Among the options, according to the Journal, will be provisions to stabilize Obamacare's individual insurance exchanges and a longer phase out of the ACA's federal funding to expand Medicaid.
The stabilization of the insurance exchanges could also be a separate bill, according to the report. Such a move would allow the Senate more time to craft their own healthcare overhaul.
Additionally, the report said Senate GOP leaders hope to write a bill and get it to the Congressional Budget Office to be scored by the end of the week. Leaders also want a vote on a bill before the week-long July 4 recess.

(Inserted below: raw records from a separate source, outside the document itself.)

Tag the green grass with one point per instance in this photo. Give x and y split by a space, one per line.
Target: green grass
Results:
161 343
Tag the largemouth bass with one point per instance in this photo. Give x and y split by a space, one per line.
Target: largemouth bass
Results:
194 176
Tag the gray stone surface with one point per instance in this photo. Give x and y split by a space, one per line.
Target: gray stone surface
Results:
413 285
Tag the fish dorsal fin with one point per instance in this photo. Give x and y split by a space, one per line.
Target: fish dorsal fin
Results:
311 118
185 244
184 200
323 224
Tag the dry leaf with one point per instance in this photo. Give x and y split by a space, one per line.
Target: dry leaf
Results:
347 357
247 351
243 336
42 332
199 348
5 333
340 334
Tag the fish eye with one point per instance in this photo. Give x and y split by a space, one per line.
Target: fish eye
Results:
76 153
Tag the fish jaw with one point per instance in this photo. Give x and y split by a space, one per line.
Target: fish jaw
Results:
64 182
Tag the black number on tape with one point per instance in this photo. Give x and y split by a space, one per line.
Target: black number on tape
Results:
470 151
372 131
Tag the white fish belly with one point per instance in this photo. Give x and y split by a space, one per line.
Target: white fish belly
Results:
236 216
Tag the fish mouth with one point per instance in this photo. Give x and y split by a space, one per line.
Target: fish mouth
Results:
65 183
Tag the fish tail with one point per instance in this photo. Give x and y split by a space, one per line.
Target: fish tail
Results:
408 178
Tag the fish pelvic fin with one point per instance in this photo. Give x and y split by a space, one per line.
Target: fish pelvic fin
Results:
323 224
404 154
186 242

Senate GOP members have said they are planning to write their own version of a bill, diverging from the House's American Health Care Act. The expedited process is key to getting a healthcare bill done before the month-long August recess. A crowded legislative calendar in September could derail any reform for months.
Passing a healthcare bill in the Senate is also a politically fraught effort given that Senate Majority Leader Mitch McConnell can only afford to lose two votes on the bill given the reconciliation process the Republicans are using.

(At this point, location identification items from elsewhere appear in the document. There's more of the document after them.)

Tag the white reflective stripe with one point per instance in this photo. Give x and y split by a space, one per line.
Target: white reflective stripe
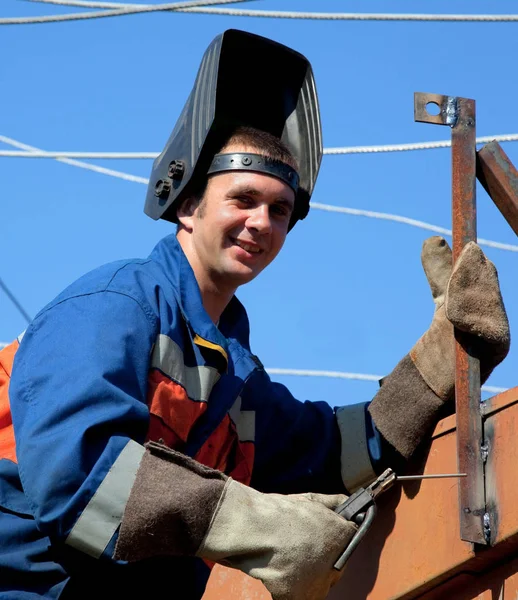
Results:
244 421
101 517
357 469
197 381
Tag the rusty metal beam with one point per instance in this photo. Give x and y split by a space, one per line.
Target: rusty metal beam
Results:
459 115
500 180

Currently, more moderate members of the Senate GOP are pushing for more funding for Medicaid and added funding for tax credits to help people purchase coverage. On the other hand, conservative members of the group, such as Sen. Ted Cruz and Rand Paul, are pushing for deeper funding cuts and a more complete repeal of Obamacare.
Anthem on Tuesday announced it would not participate in the individual health-insurance exchanges in Ohio for the 2018 plan year. That could leave 20 counties in the state without any plans on the marketplaces established by the Affordable Care Act, the healthcare law better known as Obamacare.
In a statement to Business Insider, Anthem cited "continual changes in federal operations, rules, and guidance" as its primary reason for exiting the marketplaces.
The insurer said disruptions in the market because of possible policy changes from the Trump administration and lawmakers on Capitol Hill led to the decision.
From the statement:
"We are pleased that some steps have been taken to address the long-term challenges all health plans serving the individual market are facing, such as improving the eligibility requirements that allow consumers to purchase a plan outside of open enrollment and improved risk adjustment. However, the individual market remains volatile, and the lack of certainty of funding for cost-sharing reduction subsidies, the restoration of taxes on fully insured coverage, and an increasing lack of overall predictability simply does not provide a sustainable path forward to provide affordable plan choices for consumers."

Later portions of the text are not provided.